"İçtihat Metni"
MAHKEMESİ : Ankara Bölge Adliye Mahkemesi 28. Hukuk Dairesi
SAYISI : 2024/228 E., 2024/266 K.
DAVA TÜRÜ : Karşılıklı Boşanma
İLK DERECE MAHKEMESİ : Konya 5.Aile Mahkemesi
SAYISI : 2022/99 E., 2023/990K.
Taraflar arasındaki davanın yapılan muhakemesi sonunda Bölge Adliye Mahkemesi Hukuk Dairesince verilen, yukarıda tarihi ve numarası gösterilen hüküm davacı-karşı davalı kadın vekili tarafından kusur belirlemesi, karşı boşanma davasının kabulü, manevi tazminat miktarı, yoksulluk ve iştirak nafakası miktarı, nafakalara ÜFE oranında artış yapılmaması yönünden, davalı- karşı davacı erkek vekili tarafından ise kusur belirlemesi, kabul edilen manevi tazminat, kabul edilen yoksulluk nafakası ve iştirak nafakası miktarı yönünden temyiz edilmiş olup, kesinlik, süre, temyiz şartı ve diğer usul eksiklikleri yönünden yapılan ön inceleme sonucunda, temyiz dilekçesinin kabulüne karar verildikten ve Tetkik Hâkimi tarafından hazırlanan rapor dinlendikten sonra dosyadaki belgeler incelenip gereği düşünüldü:
1.Tarafların iddia, savunma ve dayandıkları belgelere, uyuşmazlığın hukuki nitelendirilmesi ile uygulanması gereken hukuk kurallarına, dava şartlarına, yargılamaya hâkim olan ilkelere, ispat kurallarına ve temyiz olunan kararda belirtilen gerekçelere göre davalı-karşı davacı erkeğin tüm, davacı-karşı davalı kadının aşağıdaki paragraflar kapsamı dışındaki temyiz itirazları yerinde görülmemiştir.
2.Tarafların tespit edilen ekonomik ve sosyal durumlarına, paranın alım gücüne, kişilik haklarına, özellikle aile bütünlüğüne yapılan saldırının ağırlığına, manevî tazminat isteyenin boşanmaya yol açan olaylarda ağır ya da eşit kusurlu olmadığının anlaşılmasına nazaran kadın yararına takdir edilen manevî tazminat azdır.
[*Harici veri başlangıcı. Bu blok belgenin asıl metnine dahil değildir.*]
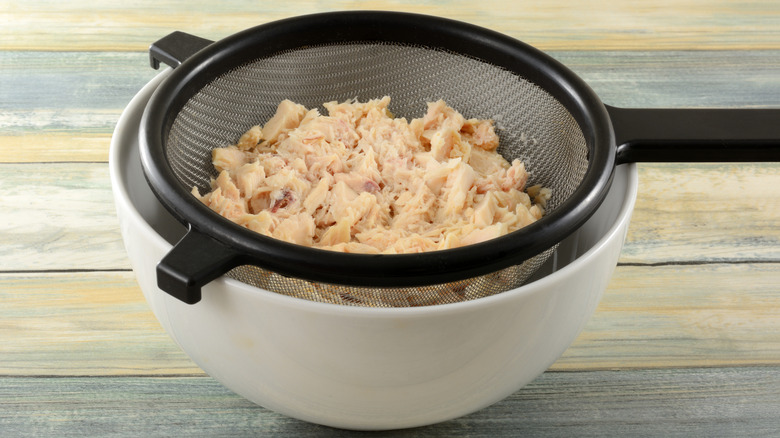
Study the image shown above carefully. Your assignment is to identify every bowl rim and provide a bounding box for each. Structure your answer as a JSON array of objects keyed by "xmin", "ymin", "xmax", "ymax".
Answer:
[{"xmin": 108, "ymin": 68, "xmax": 639, "ymax": 318}]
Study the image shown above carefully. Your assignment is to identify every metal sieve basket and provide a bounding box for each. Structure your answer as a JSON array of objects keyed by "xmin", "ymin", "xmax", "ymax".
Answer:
[{"xmin": 140, "ymin": 12, "xmax": 780, "ymax": 307}]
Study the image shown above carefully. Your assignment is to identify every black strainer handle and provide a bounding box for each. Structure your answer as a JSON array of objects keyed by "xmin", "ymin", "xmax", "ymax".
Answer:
[
  {"xmin": 607, "ymin": 106, "xmax": 780, "ymax": 164},
  {"xmin": 157, "ymin": 228, "xmax": 241, "ymax": 304},
  {"xmin": 149, "ymin": 31, "xmax": 214, "ymax": 70}
]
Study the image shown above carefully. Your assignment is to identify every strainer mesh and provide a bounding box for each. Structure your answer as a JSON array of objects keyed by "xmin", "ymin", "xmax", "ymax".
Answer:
[{"xmin": 165, "ymin": 43, "xmax": 588, "ymax": 307}]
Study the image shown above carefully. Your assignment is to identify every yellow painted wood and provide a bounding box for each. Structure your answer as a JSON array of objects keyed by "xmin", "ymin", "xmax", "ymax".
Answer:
[
  {"xmin": 0, "ymin": 0, "xmax": 780, "ymax": 51},
  {"xmin": 0, "ymin": 272, "xmax": 202, "ymax": 376},
  {"xmin": 552, "ymin": 263, "xmax": 780, "ymax": 370},
  {"xmin": 0, "ymin": 133, "xmax": 111, "ymax": 163},
  {"xmin": 0, "ymin": 264, "xmax": 780, "ymax": 376},
  {"xmin": 621, "ymin": 163, "xmax": 780, "ymax": 263},
  {"xmin": 0, "ymin": 161, "xmax": 780, "ymax": 271}
]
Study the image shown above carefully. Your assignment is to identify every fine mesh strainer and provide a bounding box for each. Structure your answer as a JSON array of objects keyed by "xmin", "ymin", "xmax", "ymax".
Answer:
[{"xmin": 140, "ymin": 12, "xmax": 780, "ymax": 307}]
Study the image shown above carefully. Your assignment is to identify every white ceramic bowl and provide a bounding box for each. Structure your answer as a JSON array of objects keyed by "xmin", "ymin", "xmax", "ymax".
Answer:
[{"xmin": 109, "ymin": 71, "xmax": 638, "ymax": 430}]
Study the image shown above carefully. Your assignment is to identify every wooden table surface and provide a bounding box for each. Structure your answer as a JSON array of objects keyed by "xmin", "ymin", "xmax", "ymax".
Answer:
[{"xmin": 0, "ymin": 0, "xmax": 780, "ymax": 437}]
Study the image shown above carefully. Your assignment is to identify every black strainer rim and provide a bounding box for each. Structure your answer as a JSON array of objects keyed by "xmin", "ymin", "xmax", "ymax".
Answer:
[{"xmin": 139, "ymin": 11, "xmax": 615, "ymax": 301}]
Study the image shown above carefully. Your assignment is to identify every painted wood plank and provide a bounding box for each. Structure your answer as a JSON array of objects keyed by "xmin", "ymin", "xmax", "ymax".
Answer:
[
  {"xmin": 0, "ymin": 264, "xmax": 780, "ymax": 376},
  {"xmin": 0, "ymin": 272, "xmax": 203, "ymax": 376},
  {"xmin": 0, "ymin": 163, "xmax": 780, "ymax": 272},
  {"xmin": 0, "ymin": 0, "xmax": 780, "ymax": 51},
  {"xmin": 0, "ymin": 163, "xmax": 130, "ymax": 271},
  {"xmin": 6, "ymin": 51, "xmax": 780, "ymax": 162},
  {"xmin": 0, "ymin": 367, "xmax": 780, "ymax": 438},
  {"xmin": 621, "ymin": 163, "xmax": 780, "ymax": 263},
  {"xmin": 553, "ymin": 263, "xmax": 780, "ymax": 370}
]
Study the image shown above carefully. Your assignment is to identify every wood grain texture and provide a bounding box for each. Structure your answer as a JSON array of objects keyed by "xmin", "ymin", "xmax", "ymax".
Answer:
[
  {"xmin": 0, "ymin": 272, "xmax": 203, "ymax": 376},
  {"xmin": 0, "ymin": 368, "xmax": 780, "ymax": 438},
  {"xmin": 0, "ymin": 0, "xmax": 780, "ymax": 51},
  {"xmin": 0, "ymin": 0, "xmax": 780, "ymax": 437},
  {"xmin": 0, "ymin": 264, "xmax": 780, "ymax": 376},
  {"xmin": 6, "ymin": 50, "xmax": 780, "ymax": 162},
  {"xmin": 0, "ymin": 162, "xmax": 780, "ymax": 272},
  {"xmin": 0, "ymin": 163, "xmax": 130, "ymax": 272}
]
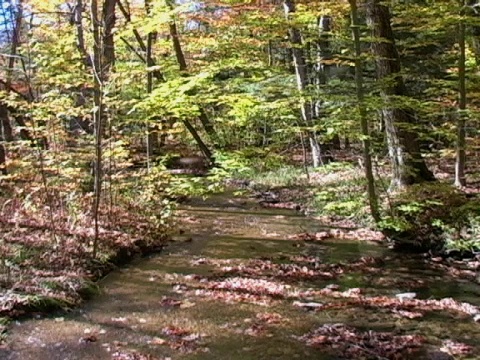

O hâlde, Mahkemece, tarafların sosyal ve ekonomik durumları, tazminata esas olan fiilin ağırlığı ile 4721 sayılı Kanun'un 4 üncü maddesi ve 6098 sayılı Kanun'un 50 nci ve 51 inci maddelerinde düzenlenen hakkaniyet kuralları da dikkate alınarak kadın yararına 4721 sayılı Kanun'un 174 üncü maddesinin ikinci fıkrası uyarınca daha uygun miktarda manevî tazminat takdiri gerekirken yazılı şekilde hüküm kurulması doğru olmayıp, bozmayı gerektirmiştir.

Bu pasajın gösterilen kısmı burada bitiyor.